An dem Bach, der dort in der Nähe war, übernachteten wir. Am folgenden Morgen setzten wir unseren Weg fort, der nun in einem viele Meilen weiten, leichten Bogen nach Süden führte, um die Ausläufer der Wüste herum.

Fast eine Woche waren wir gemeinsam unterwegs. In dieser Zeit erfuhr ich einiges von Bercain über sein Leben und die Verhältnisse in den Ringlanden, zumindest was die Magische Akademie betraf.

Seit die Kurretherin Anghery die Position der Erzmagierin übernommen hatte, durfte niemand mehr eine abweichende Meinung äußern.

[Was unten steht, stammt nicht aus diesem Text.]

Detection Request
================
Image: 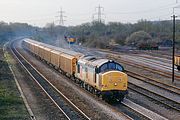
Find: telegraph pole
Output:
[93,5,104,23]
[172,14,177,83]
[56,8,66,26]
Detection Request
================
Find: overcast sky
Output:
[0,0,180,26]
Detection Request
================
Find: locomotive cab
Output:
[97,60,128,101]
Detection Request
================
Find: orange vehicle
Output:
[23,39,128,101]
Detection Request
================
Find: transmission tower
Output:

Schon gar keine, die gegen die Kurrether gerichtet war. Innerhalb der Akademie hatten sich zwei Gruppen gebildet. Bercain nannte die eine dumme Karrieristen. Das waren die Adepten und Lehrer, die sich Vorteile davon versprachen, wenn sie zu ihrer neuen Herrin hielten. Mehr als Zweidrittel der Leute in der Akademie gehörten dazu.

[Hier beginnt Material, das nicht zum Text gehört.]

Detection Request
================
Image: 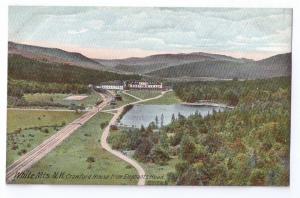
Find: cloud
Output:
[68,28,88,34]
[9,7,292,58]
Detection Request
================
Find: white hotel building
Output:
[96,81,163,90]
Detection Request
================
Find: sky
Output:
[8,6,292,60]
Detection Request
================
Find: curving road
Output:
[101,90,170,185]
[6,91,111,183]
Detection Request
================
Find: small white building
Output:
[127,81,163,89]
[96,81,124,90]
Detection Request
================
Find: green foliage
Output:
[8,55,141,85]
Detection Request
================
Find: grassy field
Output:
[6,110,81,165]
[7,109,82,133]
[127,90,161,99]
[141,158,178,185]
[23,92,101,107]
[141,91,181,105]
[14,113,137,185]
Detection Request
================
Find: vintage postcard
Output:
[6,6,292,186]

Die übrigen verhielten sich konspirativ, gaben sich nach außen ebenfalls linientreu, schmiedeten jedoch eigene Pläne. Einer davon war die Entsendung von Magi in Regionen außerhalb des Ringgebirges. Selbstverständlich sagte man das nicht, sondern dachte sich sinnvolle Aufgaben in anderen Provinzen aus, um die Reise eines Magi dorthin zu rechtfertigten. Der verschwand dann unterwegs und suchte sich einen Weg über das Ringgebirge. Sei es mit Hilfe magischer Fähigkeiten über die gesperrten Passstraßen, sei es auf dem Seeweg, um von der Westküste des Kontinents aus nach Osten vorzustoßen.

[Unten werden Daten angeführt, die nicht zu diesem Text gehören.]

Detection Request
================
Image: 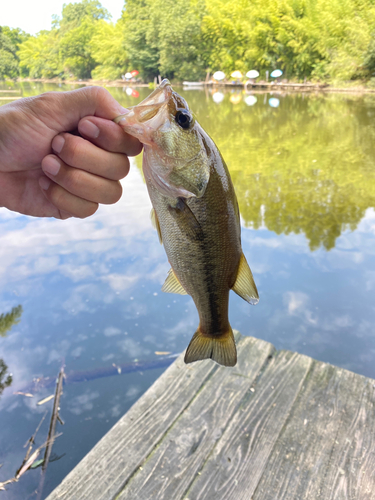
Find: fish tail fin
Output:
[185,326,237,366]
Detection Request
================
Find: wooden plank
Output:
[253,362,375,500]
[118,337,274,500]
[48,350,218,500]
[186,351,313,500]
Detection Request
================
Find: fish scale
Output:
[115,80,259,366]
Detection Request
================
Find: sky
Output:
[0,0,124,35]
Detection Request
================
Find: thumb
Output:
[27,86,126,133]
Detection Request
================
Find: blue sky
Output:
[0,0,124,35]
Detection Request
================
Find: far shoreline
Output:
[1,78,375,94]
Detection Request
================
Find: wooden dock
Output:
[47,334,375,500]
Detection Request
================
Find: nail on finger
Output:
[43,156,61,179]
[52,135,65,153]
[39,177,51,191]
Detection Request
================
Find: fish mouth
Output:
[114,78,173,131]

Bercain blieb vage, als ich ihn fragte, wie er bis an den Rand der Wüste gelangt war. Er war über einen der Pässe gekommen, war jedoch nicht bereit, zu erzählen, wie er das geschafft hatte. Aufgrund seiner besonderen Fähigkeiten im Umgang mit Erdreich und Gestein konnte ich mir aber vorstellen, dass es für einen wie ihn gewisse Möglichkeiten gab, sich im Gebirge Wege zu bahnen.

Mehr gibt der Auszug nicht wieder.